Because the program works to strengthen students’ understanding and commitment to the Pueblo nations, it was designed so that students in this cohort could stay in New Mexico throughout their studies to continue working and serving their communities.
Professors flew to New Mexico to teach courses and students flew to Arizona to take certain short courses. Video conferencing, night and weekend classes and travel modules provided greater flexibility for learning.
“This program has reaffirmed my belief that when you pull people together, they rally, bolster and enhance each other’s work in really amazing ways,” said Bryan Brayboy, a Borderlands Professor of Indigenous Education and Justice in the School of Social Transformation at ASU and director of the Center for Indian Education. “It has forced us to rethink and expand the role of a doctorate: it’s no longer about knowledge in singularity, but knowledge in collaboration and knowledge for community benefit.”
Just over 100 doctorates will be awarded to Native Americans nationally this year, about half of those are PhD’s, Brayboy said.
While interest in a doctoral program had stirred among Pueblo leaders for years, the idea gained traction from ASU professors Elizabeth Sumida Huaman and Brayboy, and Carnell Chosa and Regis Pecos, co-directors of the Leadership Institute, a think tank based at the Santa Fe Indian School that convenes leaders to discuss challenges and creates opportunities in Pueblo communities.
In 2012, the Institute hosted a Pueblo Convocation, where more than 300 members and leaders from all 19 Pueblo communities in New Mexico gathered to discuss critical issues. Ten of these issues were deemed priorities: the environment, governance, art, families and communities, land, education, health, economic development, law and Native language. These areas have since guided school curricula, museum exhibits and the Pueblo Indian doctoral cohort.
Convocation participants agreed they needed to build a stronger pipeline of Pueblo leaders who not only had a better understanding of these issues and their related challenges, but also had the capability to address them, said Chosa, co-founder of the Leadership Institute.
With support from the W.K. Kellogg Foundation, the Leadership Institute co-established the doctoral program at ASU’s School of Social Transformation in 2012. Individuals who were highly invested in their communities were accepted by ASU and admitted that fall. The foundation’s support provided full scholarships for the 10 students in this cohort.
Launching the program was not without its challenges, said Chosa, who also is a member of the program’s inaugural graduating class.
Throughout history, Western education often meant erasing native customs and values. The doctorate program shows by re-conceptualizing education, research and education can support and maintain community priorities.
“For hundreds of years, our people have had to work and fight, strategically and creatively, for what we enjoy today. Throughout this program, I’ve thought in the back of my mind ‘how do we continue this legacy?

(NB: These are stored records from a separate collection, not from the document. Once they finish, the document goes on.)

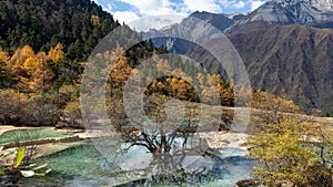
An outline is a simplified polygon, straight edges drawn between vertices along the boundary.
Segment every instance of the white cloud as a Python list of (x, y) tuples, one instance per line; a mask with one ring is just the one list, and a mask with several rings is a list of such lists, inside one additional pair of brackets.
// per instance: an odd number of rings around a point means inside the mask
[(107, 7), (104, 7), (104, 9), (105, 9), (108, 12), (112, 12), (113, 7), (112, 7), (111, 3), (108, 3)]
[(263, 3), (265, 3), (265, 2), (264, 1), (260, 1), (260, 0), (250, 0), (251, 11), (258, 9)]
[(113, 18), (117, 19), (120, 23), (129, 23), (133, 20), (138, 20), (140, 17), (131, 11), (117, 11), (113, 13)]
[(128, 24), (137, 31), (149, 31), (150, 29), (162, 29), (167, 25), (181, 22), (186, 18), (185, 15), (179, 14), (164, 14), (149, 18), (142, 18), (137, 21), (129, 22)]
[(234, 8), (234, 9), (243, 9), (243, 8), (245, 8), (245, 6), (246, 6), (246, 3), (244, 1), (239, 1), (239, 2), (236, 2), (234, 4), (232, 4), (232, 8)]
[(184, 0), (185, 10), (193, 11), (208, 11), (208, 12), (221, 12), (221, 7), (215, 0)]
[(142, 15), (158, 15), (176, 13), (171, 8), (172, 3), (169, 0), (119, 0), (125, 2), (135, 9)]

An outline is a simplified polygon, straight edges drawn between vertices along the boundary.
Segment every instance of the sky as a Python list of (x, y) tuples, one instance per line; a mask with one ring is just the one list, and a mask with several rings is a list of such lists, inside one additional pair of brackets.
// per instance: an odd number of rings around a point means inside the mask
[[(255, 10), (266, 0), (93, 0), (138, 31), (161, 29), (180, 22), (194, 11), (212, 13), (246, 13)], [(160, 17), (164, 14), (164, 17)], [(143, 20), (142, 20), (143, 19)], [(137, 21), (135, 21), (137, 20)]]

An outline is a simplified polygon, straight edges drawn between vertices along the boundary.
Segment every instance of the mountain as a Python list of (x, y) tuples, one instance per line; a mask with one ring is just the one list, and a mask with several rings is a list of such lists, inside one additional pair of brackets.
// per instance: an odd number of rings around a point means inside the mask
[(283, 25), (229, 37), (250, 75), (251, 85), (304, 107), (332, 112), (333, 30)]
[[(333, 112), (332, 0), (272, 0), (245, 15), (194, 12), (191, 17), (225, 32), (244, 61), (252, 87), (280, 96), (285, 93), (305, 112), (312, 108)], [(191, 17), (154, 32), (184, 32), (200, 38), (198, 33), (206, 31), (204, 27), (198, 27), (201, 30), (190, 27), (194, 24)], [(159, 45), (168, 43), (155, 41)], [(202, 54), (195, 44), (179, 40), (173, 40), (169, 50), (190, 56)], [(205, 63), (212, 61), (206, 59)]]
[(117, 25), (90, 0), (0, 1), (0, 48), (13, 52), (26, 44), (48, 51), (58, 42), (71, 60), (84, 60)]
[(333, 27), (333, 0), (272, 0), (242, 18), (229, 32), (266, 25)]

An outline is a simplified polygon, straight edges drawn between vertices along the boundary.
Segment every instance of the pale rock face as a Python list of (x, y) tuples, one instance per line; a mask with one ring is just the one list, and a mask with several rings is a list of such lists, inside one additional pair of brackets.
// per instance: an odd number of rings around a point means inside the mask
[(268, 24), (333, 25), (333, 0), (272, 0), (236, 24), (262, 21)]
[(283, 7), (291, 7), (297, 3), (306, 4), (319, 11), (333, 11), (333, 0), (274, 0)]

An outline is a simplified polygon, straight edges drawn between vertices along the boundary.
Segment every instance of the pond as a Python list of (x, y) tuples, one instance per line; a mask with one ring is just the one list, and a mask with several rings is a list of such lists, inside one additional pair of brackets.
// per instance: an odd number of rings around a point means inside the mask
[[(220, 148), (218, 152), (221, 154), (221, 160), (212, 160), (209, 157), (199, 157), (195, 162), (191, 163), (191, 167), (208, 166), (211, 167), (216, 175), (213, 178), (204, 179), (195, 183), (196, 186), (208, 187), (229, 187), (241, 179), (251, 178), (250, 170), (253, 167), (254, 160), (243, 158), (245, 150), (239, 148)], [(139, 155), (139, 156), (138, 156)], [(137, 156), (137, 157), (135, 157)], [(121, 160), (123, 163), (138, 163), (147, 160), (149, 154), (141, 148), (135, 148), (128, 155), (124, 155)], [(29, 180), (24, 184), (39, 184), (38, 186), (68, 186), (68, 187), (84, 187), (84, 186), (117, 186), (128, 181), (141, 180), (147, 176), (141, 172), (120, 172), (107, 158), (104, 158), (90, 143), (85, 145), (72, 147), (60, 153), (56, 153), (36, 160), (37, 163), (48, 163), (52, 168), (49, 177), (52, 183), (41, 180)], [(141, 163), (141, 160), (139, 162)], [(212, 164), (213, 163), (213, 164)], [(189, 184), (154, 184), (153, 186), (188, 186)], [(194, 185), (194, 184), (192, 184)], [(191, 186), (192, 186), (191, 185)], [(135, 186), (144, 186), (138, 185)]]
[(0, 135), (0, 144), (70, 136), (72, 134), (59, 133), (53, 127), (12, 129)]

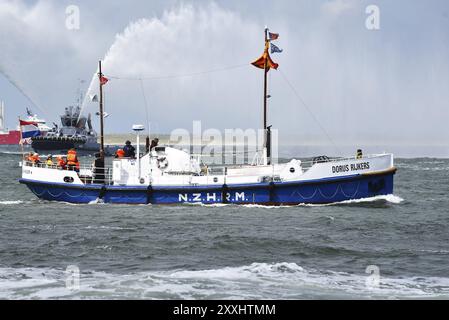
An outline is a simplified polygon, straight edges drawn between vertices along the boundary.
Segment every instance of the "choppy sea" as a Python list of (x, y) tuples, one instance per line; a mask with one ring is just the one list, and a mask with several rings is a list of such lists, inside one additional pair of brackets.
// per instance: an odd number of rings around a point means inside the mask
[[(0, 154), (2, 299), (449, 298), (449, 159), (331, 205), (71, 205)], [(78, 276), (79, 270), (79, 276)]]

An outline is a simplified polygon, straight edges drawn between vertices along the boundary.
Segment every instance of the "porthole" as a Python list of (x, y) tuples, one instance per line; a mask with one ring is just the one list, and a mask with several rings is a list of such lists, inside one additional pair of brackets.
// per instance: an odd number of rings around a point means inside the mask
[(64, 182), (72, 183), (74, 180), (72, 177), (64, 177)]

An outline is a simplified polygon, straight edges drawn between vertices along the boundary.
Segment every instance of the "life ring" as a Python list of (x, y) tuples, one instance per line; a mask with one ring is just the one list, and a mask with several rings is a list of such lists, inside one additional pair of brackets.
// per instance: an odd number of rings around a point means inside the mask
[(165, 169), (168, 167), (168, 160), (167, 158), (163, 157), (163, 158), (158, 158), (157, 159), (157, 167), (159, 169)]

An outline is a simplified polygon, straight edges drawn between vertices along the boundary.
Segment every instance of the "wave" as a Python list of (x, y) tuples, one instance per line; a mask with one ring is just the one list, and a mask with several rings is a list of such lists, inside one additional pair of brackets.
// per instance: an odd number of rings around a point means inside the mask
[(21, 204), (21, 203), (23, 203), (23, 201), (21, 201), (21, 200), (0, 201), (0, 204), (3, 204), (3, 205)]
[[(406, 299), (449, 298), (449, 278), (380, 277), (305, 269), (295, 263), (252, 263), (209, 270), (133, 274), (81, 272), (79, 288), (64, 270), (0, 268), (4, 299)], [(69, 284), (69, 286), (67, 286)]]

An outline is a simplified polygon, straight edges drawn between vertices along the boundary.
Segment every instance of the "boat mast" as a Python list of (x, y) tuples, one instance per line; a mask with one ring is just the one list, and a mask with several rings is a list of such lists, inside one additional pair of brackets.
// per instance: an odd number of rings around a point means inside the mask
[[(268, 28), (265, 27), (265, 31), (264, 31), (264, 43), (265, 43), (265, 48), (266, 48), (266, 43), (268, 41)], [(267, 70), (267, 64), (268, 64), (268, 55), (265, 54), (264, 55), (264, 73), (263, 73), (263, 130), (265, 132), (266, 135), (266, 131), (267, 131), (267, 74), (268, 74), (268, 70)], [(264, 140), (264, 148), (267, 147), (267, 141), (266, 138)]]
[[(264, 30), (264, 43), (265, 43), (265, 52), (264, 52), (264, 72), (263, 72), (263, 132), (264, 132), (264, 142), (263, 142), (263, 164), (268, 165), (271, 164), (271, 134), (268, 132), (267, 127), (267, 76), (270, 68), (268, 67), (268, 27), (265, 27)], [(267, 68), (268, 67), (268, 68)]]
[(104, 117), (103, 117), (103, 85), (101, 84), (101, 60), (98, 61), (98, 80), (100, 83), (100, 157), (104, 158)]

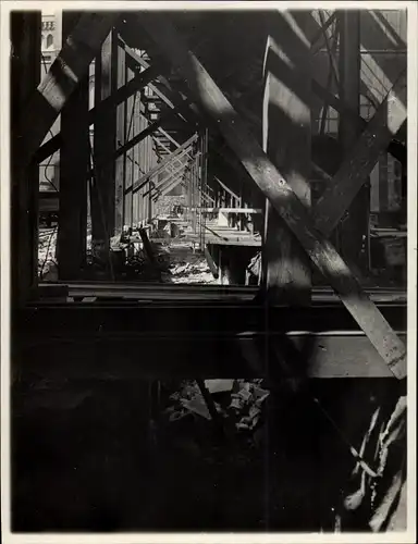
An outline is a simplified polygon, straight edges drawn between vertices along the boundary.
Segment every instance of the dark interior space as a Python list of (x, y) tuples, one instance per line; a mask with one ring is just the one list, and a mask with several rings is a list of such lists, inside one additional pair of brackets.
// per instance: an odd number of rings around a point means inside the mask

If we stop participating, caring, contributing, working, what does that mean for the future?’ ” said Chosa. “While this cohort is a small piece of a much larger timeframe, it’s allowing us to add to our foundation for the next generation.”
All 10 students completed the program together, which culminated in a rigorous three-part dissertation designed to be more practical for their communities and the public at large -- a book chapter, a journal article and a public policy position paper. The chapters and journals will be published, and the policy papers are being reviewed and implemented by Pueblo stakeholders, such as governments and educational institutions.
All students selected topics closely aligned with their field of work, making recommendations for how to reduce health disparities among Pueblo people, address climate change on Native lands and foster youth identity with their Pueblo communities, among other topics.
“This program has opened my eyes and opened doors for my future, for the things I want to do to be an advocate for our people,” said graduate Dr. Kenneth Lucero (Zia Pueblo), a field representative for U.S. Sen. Martin Heinrich. “Now, I have the potential to impact policy at a national level by elevating the strength of our local Pueblo communities and tribal people across the country.”